A análise dos direitos das pessoas trans, especialmente das mulheres trans, revela um processo contínuo de evolução em várias frentes sociais, legais e esportivas. Ao longo do tempo, a compreensão sobre identidade de gênero tem se expandido, reconhecendo a complexidade e diversidade das vivências transgêneras, que incluem a cirurgia de redesignação sexual como um importante passo para a congruência entre o corpo e a identidade de gênero, mas não um requisito absoluto para o reconhecimento legal. 

A legislação brasileira tem avançado, garantindo direitos fundamentais, como o acesso a tratamentos médicos e a possibilidade de alteração de documentos pessoais sem a necessidade de intervenções cirúrgicas. Contudo, a implementação dessas políticas enfrenta desafios como a falta de acesso equitativo aos tratamentos e a persistência de estigmas que afetam a saúde mental e a inclusão social das pessoas trans.

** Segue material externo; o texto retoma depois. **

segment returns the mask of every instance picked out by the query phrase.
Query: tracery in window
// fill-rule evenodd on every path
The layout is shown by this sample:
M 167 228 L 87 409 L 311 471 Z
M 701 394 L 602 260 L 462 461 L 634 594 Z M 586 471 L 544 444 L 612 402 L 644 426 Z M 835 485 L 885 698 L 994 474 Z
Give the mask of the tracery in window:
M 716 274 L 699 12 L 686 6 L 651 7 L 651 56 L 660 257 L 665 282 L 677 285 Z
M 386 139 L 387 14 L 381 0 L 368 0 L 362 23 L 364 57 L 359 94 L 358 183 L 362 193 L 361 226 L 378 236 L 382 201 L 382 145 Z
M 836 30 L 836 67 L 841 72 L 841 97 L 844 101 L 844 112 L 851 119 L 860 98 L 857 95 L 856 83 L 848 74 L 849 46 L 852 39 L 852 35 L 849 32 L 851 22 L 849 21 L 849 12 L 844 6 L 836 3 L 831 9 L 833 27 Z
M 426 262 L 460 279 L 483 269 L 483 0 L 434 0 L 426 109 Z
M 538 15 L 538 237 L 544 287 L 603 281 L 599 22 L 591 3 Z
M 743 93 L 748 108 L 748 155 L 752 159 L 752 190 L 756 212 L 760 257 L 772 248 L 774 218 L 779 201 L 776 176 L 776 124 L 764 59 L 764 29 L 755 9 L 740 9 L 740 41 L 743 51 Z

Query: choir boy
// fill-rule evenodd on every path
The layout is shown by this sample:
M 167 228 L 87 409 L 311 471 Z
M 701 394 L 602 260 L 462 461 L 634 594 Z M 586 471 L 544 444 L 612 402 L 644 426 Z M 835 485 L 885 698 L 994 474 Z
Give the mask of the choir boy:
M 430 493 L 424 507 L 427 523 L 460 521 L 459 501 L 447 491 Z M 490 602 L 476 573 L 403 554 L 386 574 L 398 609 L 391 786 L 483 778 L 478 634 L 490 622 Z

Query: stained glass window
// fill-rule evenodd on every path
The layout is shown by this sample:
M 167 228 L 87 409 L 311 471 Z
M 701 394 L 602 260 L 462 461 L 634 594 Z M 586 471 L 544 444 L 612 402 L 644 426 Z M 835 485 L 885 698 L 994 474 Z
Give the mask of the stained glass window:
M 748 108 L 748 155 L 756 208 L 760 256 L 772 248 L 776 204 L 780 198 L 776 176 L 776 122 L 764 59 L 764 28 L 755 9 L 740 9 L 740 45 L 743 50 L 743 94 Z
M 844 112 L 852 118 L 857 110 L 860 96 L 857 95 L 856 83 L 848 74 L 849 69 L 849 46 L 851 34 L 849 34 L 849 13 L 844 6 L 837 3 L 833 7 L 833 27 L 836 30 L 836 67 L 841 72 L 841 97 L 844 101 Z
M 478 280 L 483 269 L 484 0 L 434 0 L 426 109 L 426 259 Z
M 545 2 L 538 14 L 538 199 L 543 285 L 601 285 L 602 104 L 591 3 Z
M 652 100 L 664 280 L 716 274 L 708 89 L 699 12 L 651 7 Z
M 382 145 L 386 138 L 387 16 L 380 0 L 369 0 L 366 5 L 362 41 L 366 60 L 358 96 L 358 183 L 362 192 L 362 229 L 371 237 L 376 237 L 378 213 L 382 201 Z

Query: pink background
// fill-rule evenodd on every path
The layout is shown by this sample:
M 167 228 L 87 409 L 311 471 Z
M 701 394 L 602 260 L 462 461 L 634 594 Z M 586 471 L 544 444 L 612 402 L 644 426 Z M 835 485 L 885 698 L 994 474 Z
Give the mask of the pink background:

No esporte, a questão da inclusão das mulheres trans é particularmente controversa. Embora as leis sobre registro busquem garantir os direitos a participação das atletas trans no esporte, autorizando a participação em competições femininas, após a modificação de seu gênero pela cirúrgia de redesignaçao, persiste o debate sobre a ausência de condições de equilíbrio da competição, em face da distinção muscular e hormonal entre a mulher trans e a mulher cis.

A mulher cis, por ter sido sempre mulher possuí esqueleto, musculatura e hormônios compatíveis com outras mulheres cis; por outra via, a mulher trans a depender de quando fez a cirurgia de redesignação, mesmo diante do controle hormonal terá estrutura , musculatura compatíveis com o de um homem, por ter se desenvolvido na adolescência na infência e na adolescência como homem. 

A adoção de diretrizes específicas pelas Federações e Confederações Desportivas, como o controle dos níveis de testosterona, visa garantir que a competitividade de mulheres trans com as cis, sem comprometer a integridade das competições, mas ainda assim, a falta de uniformidade nas regras e a resistência em algumas esferas sociais criam obstáculos significativos.

Portanto, a busca por uma sociedade mais justa e inclusiva requer das entidades desportivas, a promoção de diretrizes eficazes, mediante a implementação de regulamentações esportivas que respeitem as diversidades biológicas e identitárias, além de um compromisso contínuo com a educação e conscientização sobre os direitos de todas as pessoas, independentemente de sua identidade de gênero. 

Ao fomentar um ambiente mais respeitoso e acolhedor, tanto nas esferas sociais quanto desportivas, estaremos contribuindo para um futuro em que todas as pessoas possam viver sua identidade de gênero de forma plena, digna e em igualdade de condições.